In [14]:
import pandas as pd

from sklearn.feature_extraction.text import TfidfVectorizer
from sklearn.svm import SVC
from sklearn.metrics import average_precision_score, classification_report
from sklearn.linear_model import LogisticRegression
from sklearn.tree import DecisionTreeClassifier
from sklearn.ensemble import RandomForestClassifier, GradientBoostingClassifier
from sklearn.preprocessing import StandardScaler
from sklearn.model_selection import GridSearchCV
from sklearn.decomposition import TruncatedSVD


from scipy import sparse

import numpy as np
from tqdm import tqdm
from time import time

from imblearn.ensemble import EasyEnsembleClassifier
from imblearn.over_sampling import SMOTE
from imblearn.under_sampling import RandomUnderSampler
from imblearn.pipeline import Pipeline

from pyod.utils.data import evaluate_print
from pyod.models.xgbod import XGBOD 

from joblib import dump, load

from nltk.corpus import stopwords
stop_words = set(stopwords.words('english'))
from nltk.stem.snowball import SnowballStemmer
st = SnowballStemmer('english')

In [3]:
def benchmark(clf, X_train, y_train, X_test, y_test):
    print("_" * 80)
    print("Training: ")
    print(clf)
    t0 = time()
    clf.fit(X_train, y_train)
    train_time = time() - t0
    print(f"train time: {train_time:.3}s")

    t0 = time()
    pred = clf.predict(X_test)
    test_time = time() - t0
    print(f"test time:  {test_time:.3}s")

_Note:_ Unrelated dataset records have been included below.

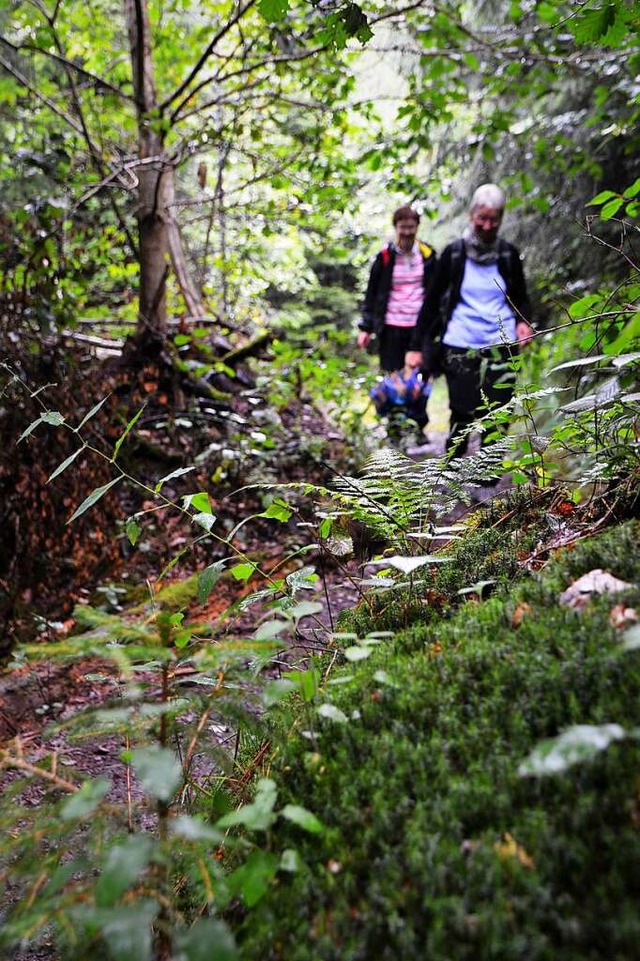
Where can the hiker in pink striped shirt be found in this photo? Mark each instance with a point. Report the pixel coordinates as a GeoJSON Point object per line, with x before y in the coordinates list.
{"type": "Point", "coordinates": [395, 294]}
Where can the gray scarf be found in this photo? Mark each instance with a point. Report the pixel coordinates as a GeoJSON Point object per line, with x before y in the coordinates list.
{"type": "Point", "coordinates": [477, 250]}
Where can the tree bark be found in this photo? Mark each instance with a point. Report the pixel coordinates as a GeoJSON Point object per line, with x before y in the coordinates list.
{"type": "Point", "coordinates": [155, 180]}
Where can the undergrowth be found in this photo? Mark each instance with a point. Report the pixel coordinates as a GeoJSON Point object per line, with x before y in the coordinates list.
{"type": "Point", "coordinates": [435, 846]}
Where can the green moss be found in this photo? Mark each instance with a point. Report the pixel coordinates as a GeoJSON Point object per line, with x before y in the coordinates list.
{"type": "Point", "coordinates": [435, 847]}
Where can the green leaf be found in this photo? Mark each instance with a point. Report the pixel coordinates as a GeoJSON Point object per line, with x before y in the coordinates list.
{"type": "Point", "coordinates": [199, 502]}
{"type": "Point", "coordinates": [92, 412]}
{"type": "Point", "coordinates": [580, 308]}
{"type": "Point", "coordinates": [208, 579]}
{"type": "Point", "coordinates": [93, 498]}
{"type": "Point", "coordinates": [278, 510]}
{"type": "Point", "coordinates": [257, 816]}
{"type": "Point", "coordinates": [273, 10]}
{"type": "Point", "coordinates": [333, 713]}
{"type": "Point", "coordinates": [124, 865]}
{"type": "Point", "coordinates": [611, 208]}
{"type": "Point", "coordinates": [175, 473]}
{"type": "Point", "coordinates": [303, 818]}
{"type": "Point", "coordinates": [158, 770]}
{"type": "Point", "coordinates": [206, 940]}
{"type": "Point", "coordinates": [30, 429]}
{"type": "Point", "coordinates": [575, 745]}
{"type": "Point", "coordinates": [127, 431]}
{"type": "Point", "coordinates": [632, 191]}
{"type": "Point", "coordinates": [242, 572]}
{"type": "Point", "coordinates": [275, 690]}
{"type": "Point", "coordinates": [251, 881]}
{"type": "Point", "coordinates": [357, 653]}
{"type": "Point", "coordinates": [127, 929]}
{"type": "Point", "coordinates": [63, 466]}
{"type": "Point", "coordinates": [601, 198]}
{"type": "Point", "coordinates": [132, 530]}
{"type": "Point", "coordinates": [86, 801]}
{"type": "Point", "coordinates": [631, 638]}
{"type": "Point", "coordinates": [52, 417]}
{"type": "Point", "coordinates": [204, 520]}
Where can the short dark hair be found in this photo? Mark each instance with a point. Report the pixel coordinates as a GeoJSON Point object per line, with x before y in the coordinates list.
{"type": "Point", "coordinates": [403, 213]}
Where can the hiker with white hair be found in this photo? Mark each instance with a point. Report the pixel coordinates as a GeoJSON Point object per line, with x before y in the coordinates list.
{"type": "Point", "coordinates": [474, 318]}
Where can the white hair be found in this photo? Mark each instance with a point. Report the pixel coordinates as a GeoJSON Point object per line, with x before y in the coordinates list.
{"type": "Point", "coordinates": [488, 195]}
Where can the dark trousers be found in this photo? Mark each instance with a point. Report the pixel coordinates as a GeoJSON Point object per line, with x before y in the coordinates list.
{"type": "Point", "coordinates": [477, 381]}
{"type": "Point", "coordinates": [393, 345]}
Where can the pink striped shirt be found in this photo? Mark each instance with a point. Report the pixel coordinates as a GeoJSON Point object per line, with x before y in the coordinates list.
{"type": "Point", "coordinates": [407, 290]}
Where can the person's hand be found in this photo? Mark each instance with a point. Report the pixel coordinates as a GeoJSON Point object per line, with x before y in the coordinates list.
{"type": "Point", "coordinates": [413, 359]}
{"type": "Point", "coordinates": [524, 332]}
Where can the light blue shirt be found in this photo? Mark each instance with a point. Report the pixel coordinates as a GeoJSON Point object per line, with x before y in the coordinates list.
{"type": "Point", "coordinates": [482, 317]}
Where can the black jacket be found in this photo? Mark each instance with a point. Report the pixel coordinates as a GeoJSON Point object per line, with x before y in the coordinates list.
{"type": "Point", "coordinates": [379, 287]}
{"type": "Point", "coordinates": [443, 292]}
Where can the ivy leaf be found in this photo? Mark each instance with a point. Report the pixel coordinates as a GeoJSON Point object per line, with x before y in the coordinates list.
{"type": "Point", "coordinates": [303, 818]}
{"type": "Point", "coordinates": [208, 579]}
{"type": "Point", "coordinates": [93, 498]}
{"type": "Point", "coordinates": [273, 10]}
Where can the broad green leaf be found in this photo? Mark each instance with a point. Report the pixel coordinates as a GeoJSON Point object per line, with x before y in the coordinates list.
{"type": "Point", "coordinates": [631, 638]}
{"type": "Point", "coordinates": [333, 713]}
{"type": "Point", "coordinates": [278, 510]}
{"type": "Point", "coordinates": [577, 744]}
{"type": "Point", "coordinates": [86, 801]}
{"type": "Point", "coordinates": [242, 572]}
{"type": "Point", "coordinates": [633, 190]}
{"type": "Point", "coordinates": [357, 653]}
{"type": "Point", "coordinates": [290, 861]}
{"type": "Point", "coordinates": [124, 864]}
{"type": "Point", "coordinates": [175, 473]}
{"type": "Point", "coordinates": [63, 466]}
{"type": "Point", "coordinates": [580, 308]}
{"type": "Point", "coordinates": [127, 929]}
{"type": "Point", "coordinates": [601, 198]}
{"type": "Point", "coordinates": [199, 502]}
{"type": "Point", "coordinates": [273, 11]}
{"type": "Point", "coordinates": [158, 771]}
{"type": "Point", "coordinates": [251, 881]}
{"type": "Point", "coordinates": [134, 420]}
{"type": "Point", "coordinates": [132, 529]}
{"type": "Point", "coordinates": [303, 818]}
{"type": "Point", "coordinates": [259, 814]}
{"type": "Point", "coordinates": [208, 579]}
{"type": "Point", "coordinates": [93, 498]}
{"type": "Point", "coordinates": [206, 940]}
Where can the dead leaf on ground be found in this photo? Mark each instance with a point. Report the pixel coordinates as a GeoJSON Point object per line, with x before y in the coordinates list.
{"type": "Point", "coordinates": [595, 582]}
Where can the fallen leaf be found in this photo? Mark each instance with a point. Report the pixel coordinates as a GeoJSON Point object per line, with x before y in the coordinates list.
{"type": "Point", "coordinates": [595, 582]}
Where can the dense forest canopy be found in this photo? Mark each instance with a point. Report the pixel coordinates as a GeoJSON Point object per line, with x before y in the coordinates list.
{"type": "Point", "coordinates": [210, 136]}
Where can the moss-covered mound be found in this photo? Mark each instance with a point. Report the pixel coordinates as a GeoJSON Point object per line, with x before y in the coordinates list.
{"type": "Point", "coordinates": [435, 846]}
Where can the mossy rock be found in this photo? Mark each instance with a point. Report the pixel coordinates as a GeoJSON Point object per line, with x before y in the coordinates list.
{"type": "Point", "coordinates": [435, 847]}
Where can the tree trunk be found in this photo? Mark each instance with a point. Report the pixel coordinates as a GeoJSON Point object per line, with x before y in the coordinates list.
{"type": "Point", "coordinates": [154, 179]}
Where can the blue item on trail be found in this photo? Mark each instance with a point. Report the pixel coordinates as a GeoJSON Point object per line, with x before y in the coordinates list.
{"type": "Point", "coordinates": [401, 389]}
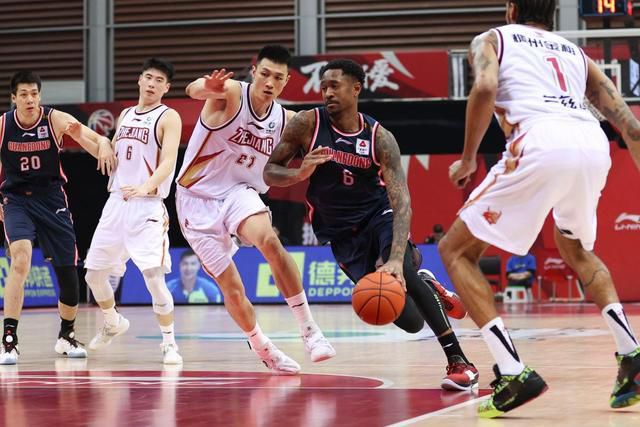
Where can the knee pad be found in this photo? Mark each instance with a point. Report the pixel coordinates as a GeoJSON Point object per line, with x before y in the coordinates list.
{"type": "Point", "coordinates": [160, 295]}
{"type": "Point", "coordinates": [98, 281]}
{"type": "Point", "coordinates": [68, 284]}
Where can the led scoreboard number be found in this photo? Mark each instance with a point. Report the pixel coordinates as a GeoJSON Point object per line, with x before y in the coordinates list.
{"type": "Point", "coordinates": [605, 8]}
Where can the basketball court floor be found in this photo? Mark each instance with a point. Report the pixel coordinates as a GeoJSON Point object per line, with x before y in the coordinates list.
{"type": "Point", "coordinates": [381, 375]}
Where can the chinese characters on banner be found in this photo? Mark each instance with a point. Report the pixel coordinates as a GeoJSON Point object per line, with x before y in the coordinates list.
{"type": "Point", "coordinates": [388, 75]}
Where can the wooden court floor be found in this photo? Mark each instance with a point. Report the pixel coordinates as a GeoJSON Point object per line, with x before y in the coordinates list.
{"type": "Point", "coordinates": [381, 375]}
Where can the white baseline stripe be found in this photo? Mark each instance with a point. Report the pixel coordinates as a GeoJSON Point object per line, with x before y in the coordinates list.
{"type": "Point", "coordinates": [439, 412]}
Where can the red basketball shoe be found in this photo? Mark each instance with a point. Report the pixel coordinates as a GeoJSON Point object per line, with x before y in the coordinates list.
{"type": "Point", "coordinates": [451, 301]}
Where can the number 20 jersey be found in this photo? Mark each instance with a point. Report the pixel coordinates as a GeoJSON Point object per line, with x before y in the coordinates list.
{"type": "Point", "coordinates": [541, 75]}
{"type": "Point", "coordinates": [219, 158]}
{"type": "Point", "coordinates": [30, 156]}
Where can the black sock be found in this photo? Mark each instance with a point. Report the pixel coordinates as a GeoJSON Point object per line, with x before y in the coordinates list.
{"type": "Point", "coordinates": [66, 327]}
{"type": "Point", "coordinates": [10, 328]}
{"type": "Point", "coordinates": [452, 348]}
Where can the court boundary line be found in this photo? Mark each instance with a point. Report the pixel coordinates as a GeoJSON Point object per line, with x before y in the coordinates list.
{"type": "Point", "coordinates": [438, 412]}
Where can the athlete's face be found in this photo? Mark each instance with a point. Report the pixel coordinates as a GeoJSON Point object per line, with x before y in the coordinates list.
{"type": "Point", "coordinates": [27, 98]}
{"type": "Point", "coordinates": [153, 85]}
{"type": "Point", "coordinates": [269, 78]}
{"type": "Point", "coordinates": [189, 267]}
{"type": "Point", "coordinates": [339, 91]}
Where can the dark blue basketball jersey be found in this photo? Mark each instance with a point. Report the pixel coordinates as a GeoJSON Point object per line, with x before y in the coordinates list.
{"type": "Point", "coordinates": [347, 191]}
{"type": "Point", "coordinates": [30, 156]}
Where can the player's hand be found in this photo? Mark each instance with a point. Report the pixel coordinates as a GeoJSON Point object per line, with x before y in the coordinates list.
{"type": "Point", "coordinates": [131, 191]}
{"type": "Point", "coordinates": [214, 82]}
{"type": "Point", "coordinates": [107, 160]}
{"type": "Point", "coordinates": [312, 160]}
{"type": "Point", "coordinates": [460, 172]}
{"type": "Point", "coordinates": [394, 267]}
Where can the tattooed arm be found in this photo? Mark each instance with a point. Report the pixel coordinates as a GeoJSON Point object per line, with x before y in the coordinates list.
{"type": "Point", "coordinates": [396, 183]}
{"type": "Point", "coordinates": [480, 105]}
{"type": "Point", "coordinates": [296, 135]}
{"type": "Point", "coordinates": [602, 93]}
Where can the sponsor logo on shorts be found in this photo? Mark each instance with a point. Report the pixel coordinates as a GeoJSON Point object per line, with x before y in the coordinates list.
{"type": "Point", "coordinates": [626, 222]}
{"type": "Point", "coordinates": [492, 217]}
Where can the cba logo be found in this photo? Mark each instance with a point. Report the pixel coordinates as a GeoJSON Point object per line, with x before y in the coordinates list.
{"type": "Point", "coordinates": [102, 122]}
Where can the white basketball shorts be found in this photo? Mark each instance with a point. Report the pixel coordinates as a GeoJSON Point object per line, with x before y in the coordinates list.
{"type": "Point", "coordinates": [553, 165]}
{"type": "Point", "coordinates": [135, 229]}
{"type": "Point", "coordinates": [208, 224]}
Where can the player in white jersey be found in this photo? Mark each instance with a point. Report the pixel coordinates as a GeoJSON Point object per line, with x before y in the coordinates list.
{"type": "Point", "coordinates": [217, 196]}
{"type": "Point", "coordinates": [556, 158]}
{"type": "Point", "coordinates": [134, 222]}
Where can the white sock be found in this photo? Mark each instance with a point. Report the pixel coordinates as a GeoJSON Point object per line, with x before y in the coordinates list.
{"type": "Point", "coordinates": [111, 316]}
{"type": "Point", "coordinates": [168, 337]}
{"type": "Point", "coordinates": [256, 338]}
{"type": "Point", "coordinates": [626, 341]}
{"type": "Point", "coordinates": [501, 347]}
{"type": "Point", "coordinates": [300, 309]}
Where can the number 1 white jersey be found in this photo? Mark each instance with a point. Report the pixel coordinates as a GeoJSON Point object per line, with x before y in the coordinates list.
{"type": "Point", "coordinates": [219, 158]}
{"type": "Point", "coordinates": [541, 75]}
{"type": "Point", "coordinates": [138, 150]}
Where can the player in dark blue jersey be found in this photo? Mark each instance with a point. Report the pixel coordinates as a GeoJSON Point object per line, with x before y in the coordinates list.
{"type": "Point", "coordinates": [34, 205]}
{"type": "Point", "coordinates": [359, 201]}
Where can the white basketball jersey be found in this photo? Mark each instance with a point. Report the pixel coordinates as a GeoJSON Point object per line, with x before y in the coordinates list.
{"type": "Point", "coordinates": [138, 150]}
{"type": "Point", "coordinates": [236, 152]}
{"type": "Point", "coordinates": [541, 74]}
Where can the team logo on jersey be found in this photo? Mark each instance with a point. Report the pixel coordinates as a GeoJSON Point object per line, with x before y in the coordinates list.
{"type": "Point", "coordinates": [43, 132]}
{"type": "Point", "coordinates": [492, 217]}
{"type": "Point", "coordinates": [363, 146]}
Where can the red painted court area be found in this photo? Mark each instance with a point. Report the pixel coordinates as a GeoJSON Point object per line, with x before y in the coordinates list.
{"type": "Point", "coordinates": [145, 398]}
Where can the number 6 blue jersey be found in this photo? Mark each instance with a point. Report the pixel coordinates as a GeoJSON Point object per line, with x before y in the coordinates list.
{"type": "Point", "coordinates": [30, 156]}
{"type": "Point", "coordinates": [348, 190]}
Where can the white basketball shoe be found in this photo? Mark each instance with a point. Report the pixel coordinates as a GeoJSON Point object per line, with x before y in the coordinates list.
{"type": "Point", "coordinates": [316, 344]}
{"type": "Point", "coordinates": [170, 355]}
{"type": "Point", "coordinates": [108, 332]}
{"type": "Point", "coordinates": [278, 362]}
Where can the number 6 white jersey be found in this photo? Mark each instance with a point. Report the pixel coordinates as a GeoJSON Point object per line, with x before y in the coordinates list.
{"type": "Point", "coordinates": [236, 152]}
{"type": "Point", "coordinates": [541, 75]}
{"type": "Point", "coordinates": [138, 150]}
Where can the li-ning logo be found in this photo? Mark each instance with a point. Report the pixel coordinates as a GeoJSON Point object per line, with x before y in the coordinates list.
{"type": "Point", "coordinates": [492, 217]}
{"type": "Point", "coordinates": [627, 221]}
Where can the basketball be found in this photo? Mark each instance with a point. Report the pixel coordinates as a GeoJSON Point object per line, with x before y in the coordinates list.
{"type": "Point", "coordinates": [378, 298]}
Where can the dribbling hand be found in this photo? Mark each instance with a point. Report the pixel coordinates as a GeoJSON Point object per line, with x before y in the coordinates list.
{"type": "Point", "coordinates": [396, 270]}
{"type": "Point", "coordinates": [460, 172]}
{"type": "Point", "coordinates": [214, 82]}
{"type": "Point", "coordinates": [312, 160]}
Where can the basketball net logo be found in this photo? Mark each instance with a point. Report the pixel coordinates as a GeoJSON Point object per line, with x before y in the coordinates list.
{"type": "Point", "coordinates": [102, 122]}
{"type": "Point", "coordinates": [362, 146]}
{"type": "Point", "coordinates": [492, 217]}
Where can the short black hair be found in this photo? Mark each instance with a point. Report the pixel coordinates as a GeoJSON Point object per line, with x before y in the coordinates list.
{"type": "Point", "coordinates": [538, 11]}
{"type": "Point", "coordinates": [24, 76]}
{"type": "Point", "coordinates": [186, 253]}
{"type": "Point", "coordinates": [348, 67]}
{"type": "Point", "coordinates": [275, 53]}
{"type": "Point", "coordinates": [159, 64]}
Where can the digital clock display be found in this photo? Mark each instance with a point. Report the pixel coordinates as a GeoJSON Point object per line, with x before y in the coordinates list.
{"type": "Point", "coordinates": [595, 8]}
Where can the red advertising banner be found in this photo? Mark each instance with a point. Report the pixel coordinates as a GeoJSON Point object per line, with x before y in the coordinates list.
{"type": "Point", "coordinates": [388, 75]}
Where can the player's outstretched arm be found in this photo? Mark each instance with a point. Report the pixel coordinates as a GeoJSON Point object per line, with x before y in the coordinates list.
{"type": "Point", "coordinates": [170, 126]}
{"type": "Point", "coordinates": [388, 153]}
{"type": "Point", "coordinates": [96, 145]}
{"type": "Point", "coordinates": [296, 136]}
{"type": "Point", "coordinates": [602, 93]}
{"type": "Point", "coordinates": [217, 85]}
{"type": "Point", "coordinates": [480, 105]}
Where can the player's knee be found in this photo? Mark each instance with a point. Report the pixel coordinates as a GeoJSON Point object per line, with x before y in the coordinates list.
{"type": "Point", "coordinates": [69, 285]}
{"type": "Point", "coordinates": [20, 262]}
{"type": "Point", "coordinates": [160, 295]}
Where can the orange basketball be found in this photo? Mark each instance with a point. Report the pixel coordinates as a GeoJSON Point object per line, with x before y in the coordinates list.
{"type": "Point", "coordinates": [378, 298]}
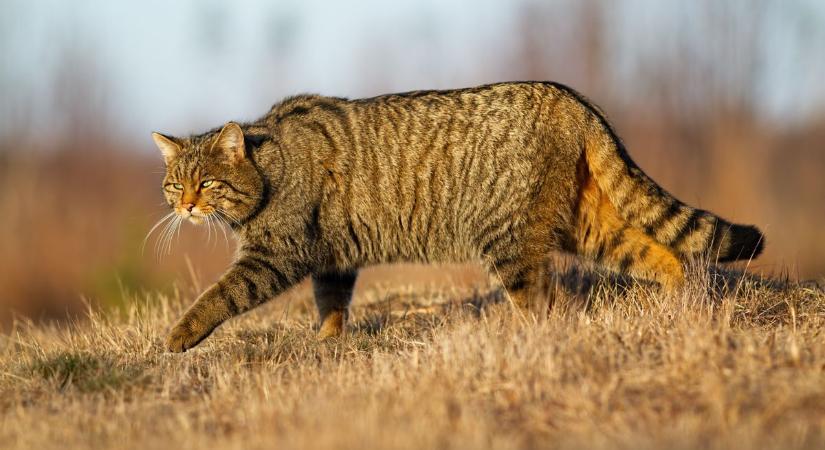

    score = average_precision_score(y_test, pred)
    print(f"PR AUC:   {score:.3}")

    print(classification_report(y_test, pred))

In [4]:
def running_baseline_models(X_train, y_train, X_test, y_test):
    # Logistic regression 
    lr = LogisticRegression(max_iter = 1000, fit_intercept = False, class_weight='balanced')
    lr.fit(X_train, y_train)
    benchmark(lr, X_train, y_train, X_test, y_test)

    # SVM 
    param_grid = {
        'C': [10, 100, 1000],
        'gamma': ['scale', 'auto'],
        'kernel': ['rbf'] 
    }

    svm = GridSearchCV(SVC(class_weight = 'balanced', random_state = 42, probability=True), param_grid, scoring = 'average_precision', cv = 5)
    svm.fit(X_train, y_train)

    # 



# Data Preparation

In [5]:
data = pd.read_csv('../data/train_test_set.csv')
data = pd.get_dummies(data, columns = ['main_industry', 'year'])

In [6]:
X_train = data[data['train'] == 1].drop(columns=['cik', 'sic', 'sic_description', 'filedate', 'accession_num',
       'primary_doc', 'filelink', 'bank_status', 'train'])
X_test = data[data['train'] == 0].drop(columns=['cik', 'sic', 'sic_description', 'filedate', 'accession_num',
       'primary_doc', 'filelink', 'bank_status', 'train'])
y_train = data[data['train']==1]['bank_status']
y_test = data[data['train']==0]['bank_status']

In [7]:
# Standardization for numerical features 
scaler = StandardScaler().fit(X_train.iloc[:, 0:23])
scaled_terms_train = pd.DataFrame(scaler.transform(X_train.iloc[:, 0:23]), columns = X_train.columns[0:23])
X_train_scaled = pd.concat([scaled_terms_train, X_train.iloc[:,23:].reset_index(drop = True)], axis = 1)
scaled_terms_test = pd.DataFrame(scaler.transform(X_test.iloc[:, 0:23]), columns = X_test.columns[0:23])
X_test_scaled = pd.concat([scaled_terms_test, X_test.iloc[:,23:].reset_index(drop = True)], axis = 1)

In [8]:
X_text_train = X_train['clean_items']
X_text_test = X_test['clean_items']

In [9]:
# tf-idf features for text features 
vectorizer = TfidfVectorizer(
    sublinear_tf=True, max_df=0.5, min_df=5, stop_words="english"
)

In [10]:
X_text_train = vectorizer.fit_transform(X_text_train)
X_text_test = vectorizer.transform(X_text_test)

In [11]:
svd = TruncatedSVD(n_components=200)
X_pca_train = svd.fit_transform(X_text_train)
X_pca_test = svd.transform(X_text_test)

In [12]:
clf_name = 'XGBOD'
clf = XGBOD(random_state=42)
clf.fit(X_pca_train, y_train)

# get the prediction labels and outlier scores of the training data
y_train_pred = clf.labels_  # binary labels (0: inliers, 1: outliers)
y_train_scores = clf.decision_scores_  # raw outlier scores

# get the prediction on the test data
y_test_pred = clf.predict(X_pca_test)  # outlier labels (0 or 1)
y_test_scores = clf.decision_function(X_pca_test)  # outlier scores

# evaluate and print the results
print("\nOn Training Data:")
evaluate_print(clf_name, y_train, y_train_scores)
print("\nOn Test Data:")
evaluate_print(clf_name, y_test, y_test_scores)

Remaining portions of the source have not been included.